Наплевать на все контуры, вместе взятые! Я бежала так, словно от этого зависела моя жизнь. Выскочила на пустой тракт, диковато огляделась вокруг. Боясь потерять время, бросилась дальше и тут услыхала душераздирающий визг тормозов. Добежав до развилки, увидела высокую мужскую фигуру, стоявшую в круге фонарного света, по инерции сделала несколько бесполезных шагов и только потом, тяжело дыша, остановилась.
Ратмир сложил руки на затылке и запрокинул голову. Казалось, он мучительно пытался удержать себя на месте. За брошенным автокаром с открытой дверцей тянулся черный след от покрышек.
— Эй, вале! — крикнула я на всю улицу приветствие на языке аггелов.
Ветров вздрогнул и медленно оглянулся. Казалось, он не верил собственным глазам. И я сорвалась с места, бросилась к нему, не чуя под собой ног, а потом врезалась в него со всей силы, обхватив руками горячее тело. Мгновение, и он стиснул меня в объятиях, зарылся лицом в макушку. Я слышала, как часто и сильно бьется его сердце.
— Он позволил мне думать, что ты погиб!
— Тихо, Веда, — уговаривал меня Ветров. — Я здесь. Со мной все в порядке.
Некоторое время мы стояли, тесно прижавшись друг к другу. Ратмир что-то шептал, быстрое и непонятное, а потом вдруг мягко попытался разомкнуть мои руки.
— Ты что делаешь? — испугалась я, мертвой хваткой вцепившись в его свитер.
— Ты должна вернуться в дом Венцеслава.
— Нет! Не смей меня гнать! Я почти пятнадцать часов думала, что ты взорвался, и оплакивала тебя. Поэтому даже не думай, что у тебя получится запихнуть меня под какие-то там контуры! Если ты уезжаешь, я поеду с тобой.

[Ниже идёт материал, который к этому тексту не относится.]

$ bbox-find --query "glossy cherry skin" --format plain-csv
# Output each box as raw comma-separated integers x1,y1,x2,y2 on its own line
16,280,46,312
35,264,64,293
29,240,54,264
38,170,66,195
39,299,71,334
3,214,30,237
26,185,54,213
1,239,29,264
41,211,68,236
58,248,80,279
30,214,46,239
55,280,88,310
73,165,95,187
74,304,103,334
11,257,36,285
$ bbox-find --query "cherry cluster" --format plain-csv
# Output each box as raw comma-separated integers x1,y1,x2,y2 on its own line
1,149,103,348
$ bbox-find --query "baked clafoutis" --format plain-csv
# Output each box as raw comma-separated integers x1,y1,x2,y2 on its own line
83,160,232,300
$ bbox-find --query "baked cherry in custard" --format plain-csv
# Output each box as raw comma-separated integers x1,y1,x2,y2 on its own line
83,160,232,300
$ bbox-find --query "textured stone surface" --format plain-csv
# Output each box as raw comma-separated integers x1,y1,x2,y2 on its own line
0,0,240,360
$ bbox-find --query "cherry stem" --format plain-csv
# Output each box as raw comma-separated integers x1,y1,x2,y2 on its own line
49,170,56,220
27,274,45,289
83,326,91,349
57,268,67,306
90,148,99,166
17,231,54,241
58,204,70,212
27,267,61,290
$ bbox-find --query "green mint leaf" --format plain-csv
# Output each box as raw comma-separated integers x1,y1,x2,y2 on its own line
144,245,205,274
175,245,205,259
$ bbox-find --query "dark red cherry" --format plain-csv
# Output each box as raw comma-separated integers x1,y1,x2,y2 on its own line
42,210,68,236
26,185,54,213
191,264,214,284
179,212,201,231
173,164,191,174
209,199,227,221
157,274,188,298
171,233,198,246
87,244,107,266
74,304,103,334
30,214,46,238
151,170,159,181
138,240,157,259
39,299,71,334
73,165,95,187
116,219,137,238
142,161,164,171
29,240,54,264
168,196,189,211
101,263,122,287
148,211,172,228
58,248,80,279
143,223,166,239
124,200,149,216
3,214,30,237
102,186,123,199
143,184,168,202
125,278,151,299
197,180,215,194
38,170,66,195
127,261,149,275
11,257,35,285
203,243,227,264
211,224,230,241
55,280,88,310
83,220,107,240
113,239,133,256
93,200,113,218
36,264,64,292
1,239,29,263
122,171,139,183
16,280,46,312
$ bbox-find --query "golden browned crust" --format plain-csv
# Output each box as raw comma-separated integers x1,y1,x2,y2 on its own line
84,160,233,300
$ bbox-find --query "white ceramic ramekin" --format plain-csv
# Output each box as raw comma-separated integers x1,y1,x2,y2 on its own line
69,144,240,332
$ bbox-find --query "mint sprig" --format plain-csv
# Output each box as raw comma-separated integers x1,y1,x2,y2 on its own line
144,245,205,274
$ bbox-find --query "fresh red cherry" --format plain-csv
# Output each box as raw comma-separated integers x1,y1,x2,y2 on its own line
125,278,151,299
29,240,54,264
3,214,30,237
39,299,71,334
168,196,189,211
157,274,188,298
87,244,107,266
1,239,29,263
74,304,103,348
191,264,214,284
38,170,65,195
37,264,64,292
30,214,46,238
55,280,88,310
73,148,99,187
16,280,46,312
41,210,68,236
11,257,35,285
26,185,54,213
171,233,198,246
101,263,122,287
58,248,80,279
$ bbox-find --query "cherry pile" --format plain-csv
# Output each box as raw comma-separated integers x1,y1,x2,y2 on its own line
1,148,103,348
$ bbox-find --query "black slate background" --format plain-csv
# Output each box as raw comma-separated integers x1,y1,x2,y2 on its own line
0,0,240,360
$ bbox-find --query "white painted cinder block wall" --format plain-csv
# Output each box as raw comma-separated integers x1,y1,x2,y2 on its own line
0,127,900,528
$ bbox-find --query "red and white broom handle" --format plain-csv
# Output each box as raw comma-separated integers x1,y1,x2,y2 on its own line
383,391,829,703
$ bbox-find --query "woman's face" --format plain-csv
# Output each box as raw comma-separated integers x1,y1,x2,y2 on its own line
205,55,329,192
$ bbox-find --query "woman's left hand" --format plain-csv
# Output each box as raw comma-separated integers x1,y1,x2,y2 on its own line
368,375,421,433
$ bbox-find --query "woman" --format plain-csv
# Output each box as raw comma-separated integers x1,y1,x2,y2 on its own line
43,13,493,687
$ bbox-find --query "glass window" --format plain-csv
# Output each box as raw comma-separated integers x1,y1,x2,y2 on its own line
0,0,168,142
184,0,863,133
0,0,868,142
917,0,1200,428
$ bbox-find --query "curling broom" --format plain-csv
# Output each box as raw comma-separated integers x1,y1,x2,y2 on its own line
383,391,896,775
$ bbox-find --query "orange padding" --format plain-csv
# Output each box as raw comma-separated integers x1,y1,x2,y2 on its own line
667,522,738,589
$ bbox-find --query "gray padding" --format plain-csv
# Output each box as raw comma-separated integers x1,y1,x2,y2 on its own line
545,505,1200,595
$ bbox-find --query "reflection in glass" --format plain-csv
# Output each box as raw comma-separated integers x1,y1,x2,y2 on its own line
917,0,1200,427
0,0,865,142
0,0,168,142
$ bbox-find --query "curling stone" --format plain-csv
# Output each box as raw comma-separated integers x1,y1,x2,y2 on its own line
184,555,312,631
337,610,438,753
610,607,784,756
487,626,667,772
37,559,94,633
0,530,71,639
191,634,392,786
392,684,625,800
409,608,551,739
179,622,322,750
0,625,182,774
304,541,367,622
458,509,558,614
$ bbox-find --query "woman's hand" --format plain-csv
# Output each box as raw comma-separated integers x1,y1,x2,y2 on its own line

— Ты не понимаешь, о чем говоришь, — с успокаивающей интонацией вымолвил он.
— Тогда я упаду на землю, вцеплюсь в твою штанину и не позволю тебе забраться в автокар.
Видимо, я выглядела достаточно решительно, и Ратмир решил, что угроза будет приведена в действие.
Неожиданно он глянул куда-то поверх моей макушки. Я ощутила, как он напрягся всем телом, и обернулась. На перекрестке, широко расставив ноги и отбрасывая лепестки вытянутых теней, стоял Богдан. Брат пристально следил за нами. Казалось, его злость можно было не только почувствовать, но и увидеть.
— Ну что, Ветров, ты теперь доволен?! — заорал брат.
— Иди к нему. — Ратмир подтолкнул меня в сторону перекрестка. — Так будет лучше.
— Даже не думай! Я еду с тобой!
Круто развернувшись на пятках, я упрямо направилась к автокару.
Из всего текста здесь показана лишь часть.